Reply to  lsvalgaard
December 8, 2015 11:19 pm

cosmic electrodynamic term ‘double-layer’
Except that that term has gone out of use [as it does not really describe the physics].

asybot
December 6, 2015 10:56 pm

On Solarham.com they will show ( when it happens) the effects of CME’s. They show the rapid arrival of various particles like protons I am not an expert but visit the site to find out about recent Solar activity and the various videos of events as they are recorded by a number of Solar satellites. It is an interesting site with a ton of links to more Solar info.

Dr.P.J.Baum
December 7, 2015 11:34 am

I don’t think it can be that simple.
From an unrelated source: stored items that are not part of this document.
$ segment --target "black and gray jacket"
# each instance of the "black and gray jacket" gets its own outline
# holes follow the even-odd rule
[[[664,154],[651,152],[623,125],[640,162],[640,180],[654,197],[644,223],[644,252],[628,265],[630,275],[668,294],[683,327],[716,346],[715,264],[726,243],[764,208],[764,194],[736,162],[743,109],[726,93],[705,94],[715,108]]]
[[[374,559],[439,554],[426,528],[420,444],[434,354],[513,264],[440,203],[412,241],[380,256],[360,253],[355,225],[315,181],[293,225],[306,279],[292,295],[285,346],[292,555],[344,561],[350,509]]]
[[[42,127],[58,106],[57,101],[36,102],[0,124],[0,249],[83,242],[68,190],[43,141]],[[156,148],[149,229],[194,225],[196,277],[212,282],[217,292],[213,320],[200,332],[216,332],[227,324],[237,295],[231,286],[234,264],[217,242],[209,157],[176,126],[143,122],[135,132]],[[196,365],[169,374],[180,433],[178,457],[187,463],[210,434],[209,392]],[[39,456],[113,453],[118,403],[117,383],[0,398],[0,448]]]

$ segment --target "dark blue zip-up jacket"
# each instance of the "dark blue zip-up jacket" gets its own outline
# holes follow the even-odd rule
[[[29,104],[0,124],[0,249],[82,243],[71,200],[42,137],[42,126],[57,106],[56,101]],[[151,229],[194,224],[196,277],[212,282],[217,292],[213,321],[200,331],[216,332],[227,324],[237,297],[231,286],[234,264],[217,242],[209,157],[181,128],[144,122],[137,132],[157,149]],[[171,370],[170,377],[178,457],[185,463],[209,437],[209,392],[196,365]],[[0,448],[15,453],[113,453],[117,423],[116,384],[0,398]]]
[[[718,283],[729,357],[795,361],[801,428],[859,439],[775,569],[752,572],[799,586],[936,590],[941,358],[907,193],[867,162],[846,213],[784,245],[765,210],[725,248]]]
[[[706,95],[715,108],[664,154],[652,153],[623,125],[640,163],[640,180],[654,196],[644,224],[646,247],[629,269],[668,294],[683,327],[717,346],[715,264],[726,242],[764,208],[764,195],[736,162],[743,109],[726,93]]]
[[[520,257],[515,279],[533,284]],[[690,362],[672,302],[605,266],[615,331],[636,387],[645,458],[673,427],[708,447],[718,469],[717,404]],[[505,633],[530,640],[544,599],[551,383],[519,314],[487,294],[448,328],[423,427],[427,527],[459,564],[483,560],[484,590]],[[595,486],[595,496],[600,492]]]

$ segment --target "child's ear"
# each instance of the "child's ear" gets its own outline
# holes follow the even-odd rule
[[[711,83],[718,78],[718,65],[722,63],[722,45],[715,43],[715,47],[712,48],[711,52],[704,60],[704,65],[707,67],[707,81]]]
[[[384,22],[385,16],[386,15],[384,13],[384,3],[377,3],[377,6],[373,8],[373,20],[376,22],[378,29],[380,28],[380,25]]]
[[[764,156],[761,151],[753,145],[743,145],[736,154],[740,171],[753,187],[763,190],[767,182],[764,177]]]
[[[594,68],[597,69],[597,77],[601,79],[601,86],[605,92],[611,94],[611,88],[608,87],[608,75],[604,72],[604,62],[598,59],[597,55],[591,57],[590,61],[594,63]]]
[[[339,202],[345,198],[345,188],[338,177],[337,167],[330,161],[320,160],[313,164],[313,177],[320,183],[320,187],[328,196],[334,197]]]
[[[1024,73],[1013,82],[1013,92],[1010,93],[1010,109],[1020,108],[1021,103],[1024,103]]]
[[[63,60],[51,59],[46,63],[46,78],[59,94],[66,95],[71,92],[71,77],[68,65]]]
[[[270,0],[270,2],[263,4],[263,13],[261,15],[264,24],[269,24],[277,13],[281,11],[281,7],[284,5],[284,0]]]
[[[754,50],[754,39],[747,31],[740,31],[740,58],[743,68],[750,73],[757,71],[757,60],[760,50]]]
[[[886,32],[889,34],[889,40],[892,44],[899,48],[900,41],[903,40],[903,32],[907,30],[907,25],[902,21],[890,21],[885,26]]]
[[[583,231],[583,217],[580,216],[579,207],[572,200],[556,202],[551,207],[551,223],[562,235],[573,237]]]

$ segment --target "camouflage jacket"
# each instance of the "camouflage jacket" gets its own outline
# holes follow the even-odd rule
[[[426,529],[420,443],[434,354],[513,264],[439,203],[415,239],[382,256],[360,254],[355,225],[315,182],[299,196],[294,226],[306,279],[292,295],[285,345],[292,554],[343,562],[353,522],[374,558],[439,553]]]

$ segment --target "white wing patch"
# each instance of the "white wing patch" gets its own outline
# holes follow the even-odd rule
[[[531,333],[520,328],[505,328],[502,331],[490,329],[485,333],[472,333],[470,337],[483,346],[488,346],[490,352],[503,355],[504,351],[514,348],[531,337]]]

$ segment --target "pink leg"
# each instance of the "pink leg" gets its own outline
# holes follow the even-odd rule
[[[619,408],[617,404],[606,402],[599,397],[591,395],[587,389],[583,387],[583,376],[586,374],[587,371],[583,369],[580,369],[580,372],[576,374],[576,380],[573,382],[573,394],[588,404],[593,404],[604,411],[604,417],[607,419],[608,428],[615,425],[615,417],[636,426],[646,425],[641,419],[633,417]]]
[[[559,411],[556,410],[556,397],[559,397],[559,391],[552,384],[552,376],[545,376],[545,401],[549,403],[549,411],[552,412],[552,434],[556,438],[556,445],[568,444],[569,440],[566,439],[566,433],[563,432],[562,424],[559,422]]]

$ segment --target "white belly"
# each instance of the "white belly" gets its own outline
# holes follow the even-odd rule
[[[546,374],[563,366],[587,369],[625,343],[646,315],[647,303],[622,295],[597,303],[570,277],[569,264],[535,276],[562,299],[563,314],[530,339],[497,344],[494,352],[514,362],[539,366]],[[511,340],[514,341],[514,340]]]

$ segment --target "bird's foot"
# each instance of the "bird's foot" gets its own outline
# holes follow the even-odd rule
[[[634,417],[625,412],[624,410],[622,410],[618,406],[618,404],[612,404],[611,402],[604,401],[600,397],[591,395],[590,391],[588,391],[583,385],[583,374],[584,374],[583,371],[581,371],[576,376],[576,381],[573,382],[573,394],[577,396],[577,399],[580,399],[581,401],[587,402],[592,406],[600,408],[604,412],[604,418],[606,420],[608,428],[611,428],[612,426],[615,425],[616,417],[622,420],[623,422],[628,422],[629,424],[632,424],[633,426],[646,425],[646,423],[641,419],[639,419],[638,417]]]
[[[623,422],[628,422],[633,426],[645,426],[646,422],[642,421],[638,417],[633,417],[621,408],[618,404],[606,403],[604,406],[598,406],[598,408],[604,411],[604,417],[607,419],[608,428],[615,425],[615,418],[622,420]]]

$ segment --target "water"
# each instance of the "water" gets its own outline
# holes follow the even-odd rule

One scientist from Sandia suggested to me that the mutual inductance of two-current carrying rods would disappear as the rods snapped together. I played with flexible conductors and an inductance meter and found that such a process never happened.

lyrx
December 7, 2015 12:27 pm

While this thread is full of intelligent humans with near-orgasmic feeling for this “discovery,” how about using your superior IQs to advance genetics? Organisms (humans) can live forever with the right genetic manipulations. You’ll all be dead in 50-100 years. Why not advance humans instead of human knowledge?

Reply to  lyrx
December 7, 2015 2:02 pm

It takes human knowledge to advance humans…

MRW
December 7, 2015 1:17 pm

OT.
What’s with the ads autoplay? Why is this happening?